JUST IN: Navy Must Invest in Shipbuilding Industrial Base to Outpace China
CHARLESTON, South Carolina — The U.S. Navy and the defense industry’s current shipbuilding pace is cause for major concern, and together, the two must improve the entire shipbuilding industrial base in order to outpace China, a top Navy official said.
“We use the term ‘pacing challenge’ for China. That pacing, that temporal aspect, is
incredibly important,” said Russell Rumbaugh, assistant secretary of the Navy, Financial Management and Comptroller, in his keynote speech at the Eastern Defense Summit in Charleston Dec. 6.
“I fully believe the U.S. military, especially the Department of Navy, is the best in the world,” he said. “That advantage can be lost. It can be lost if we do not outpace China. Yet here we are, letting months slip by.”
The sea services are “crucial” to the United States’ national security, and it is vital that maritime dominance be improved and maintained, he continued.
“What are the forces the United States turns to when such a crisis unexpectedly happens? [It turns] to two carrier strike groups, the amphibious ready group, the Marine expeditionary unit, guided missile submarines, integrated air defense and missile defense forces and more fighter aircraft,” he said. “Six of seven involve Naval forces. The USS Ford, the USS Eisenhower, with their strength groups, the USS Bataan, 26th Marine Expeditionary Unit. That is maritime dominance. That is what the sea services provide. That is what the United States is doing in the world.”

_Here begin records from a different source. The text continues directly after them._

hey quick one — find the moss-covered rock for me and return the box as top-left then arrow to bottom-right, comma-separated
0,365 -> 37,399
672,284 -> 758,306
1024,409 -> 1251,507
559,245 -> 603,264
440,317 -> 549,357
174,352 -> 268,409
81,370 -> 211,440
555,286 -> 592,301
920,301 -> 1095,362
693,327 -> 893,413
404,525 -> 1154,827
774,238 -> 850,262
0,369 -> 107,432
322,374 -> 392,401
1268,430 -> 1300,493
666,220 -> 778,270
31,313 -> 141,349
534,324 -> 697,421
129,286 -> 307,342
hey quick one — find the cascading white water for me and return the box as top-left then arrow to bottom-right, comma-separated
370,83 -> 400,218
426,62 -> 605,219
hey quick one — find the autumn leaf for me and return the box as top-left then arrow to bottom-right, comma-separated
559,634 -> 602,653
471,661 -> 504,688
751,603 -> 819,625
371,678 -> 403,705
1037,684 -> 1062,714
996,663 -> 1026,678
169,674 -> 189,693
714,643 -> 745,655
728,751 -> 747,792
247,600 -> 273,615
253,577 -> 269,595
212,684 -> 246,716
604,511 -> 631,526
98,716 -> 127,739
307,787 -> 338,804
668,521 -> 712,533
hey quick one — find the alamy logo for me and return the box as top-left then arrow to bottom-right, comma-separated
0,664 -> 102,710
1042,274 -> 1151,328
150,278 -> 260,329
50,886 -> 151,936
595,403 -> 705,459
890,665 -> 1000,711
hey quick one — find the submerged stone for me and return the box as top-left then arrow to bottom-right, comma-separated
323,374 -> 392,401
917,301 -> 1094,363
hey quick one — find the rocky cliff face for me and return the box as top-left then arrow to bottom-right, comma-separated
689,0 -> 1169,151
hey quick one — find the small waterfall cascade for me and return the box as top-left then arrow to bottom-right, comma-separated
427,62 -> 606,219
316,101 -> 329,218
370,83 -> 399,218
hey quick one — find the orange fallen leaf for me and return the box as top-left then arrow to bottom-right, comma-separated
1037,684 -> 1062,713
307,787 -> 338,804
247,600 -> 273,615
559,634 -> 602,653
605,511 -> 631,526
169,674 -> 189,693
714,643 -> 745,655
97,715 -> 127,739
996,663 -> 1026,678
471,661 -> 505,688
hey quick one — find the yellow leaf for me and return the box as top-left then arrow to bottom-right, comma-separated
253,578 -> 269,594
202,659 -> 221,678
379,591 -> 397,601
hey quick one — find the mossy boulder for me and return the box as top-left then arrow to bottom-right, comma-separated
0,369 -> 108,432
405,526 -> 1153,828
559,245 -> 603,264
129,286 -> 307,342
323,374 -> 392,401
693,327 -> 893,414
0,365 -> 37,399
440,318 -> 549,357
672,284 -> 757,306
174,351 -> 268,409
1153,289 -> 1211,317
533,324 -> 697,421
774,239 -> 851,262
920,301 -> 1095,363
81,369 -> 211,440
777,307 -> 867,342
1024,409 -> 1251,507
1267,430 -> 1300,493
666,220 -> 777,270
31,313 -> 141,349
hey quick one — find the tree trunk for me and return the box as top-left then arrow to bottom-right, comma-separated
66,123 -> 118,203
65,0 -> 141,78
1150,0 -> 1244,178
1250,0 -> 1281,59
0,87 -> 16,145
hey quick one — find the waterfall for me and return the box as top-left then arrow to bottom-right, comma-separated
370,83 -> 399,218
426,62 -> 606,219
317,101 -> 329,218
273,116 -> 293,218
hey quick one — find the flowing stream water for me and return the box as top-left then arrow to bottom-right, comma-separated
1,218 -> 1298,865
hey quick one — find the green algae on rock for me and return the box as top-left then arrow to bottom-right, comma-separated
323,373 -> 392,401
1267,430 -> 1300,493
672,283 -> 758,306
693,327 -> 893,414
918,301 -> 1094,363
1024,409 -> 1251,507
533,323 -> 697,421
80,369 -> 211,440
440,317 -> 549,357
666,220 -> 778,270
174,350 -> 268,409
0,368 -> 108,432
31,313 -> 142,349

Pacing in the shipbuilding industry is a “cause for concern,” especially ahead of a potential conflict in the Indo-Pacific. Complications like fiscal uncertainty and the government’s continuing resolution mean slower processes, and this is less than ideal for the shipbuilding industry, especially during wars in Ukraine and Israel and ahead of a potential conflict in the Indo-Pacific, he said.
“If we do not move our pace, we will squander our tactical advantage,” he said. “We must strengthen our maritime dominance. We have to.”
Strengthening the Navy’s maritime dominance and improving the shipbuilding industry is not only the responsibility of the Navy, but of its strategic partners and industry partners.
“We need our industrial partners to do more, be more efficient, to expand,” Rumbaugh said. “We want you to grow, we want you to prosper. Only together, only in partnership, do we all get better.”
While the current pace of the shipbuilding industrial base is a cause for concern, the Navy is refocusing on investing in the industry to maintain a tactical advantage, he added.
“We are investing in our public shipyard infrastructure optimization program,” he said. “We, meaning the president, are investing in our submarine industrial base $3.2 billion, not to buy boats, just to put into the industrial phase to improve outcomes.”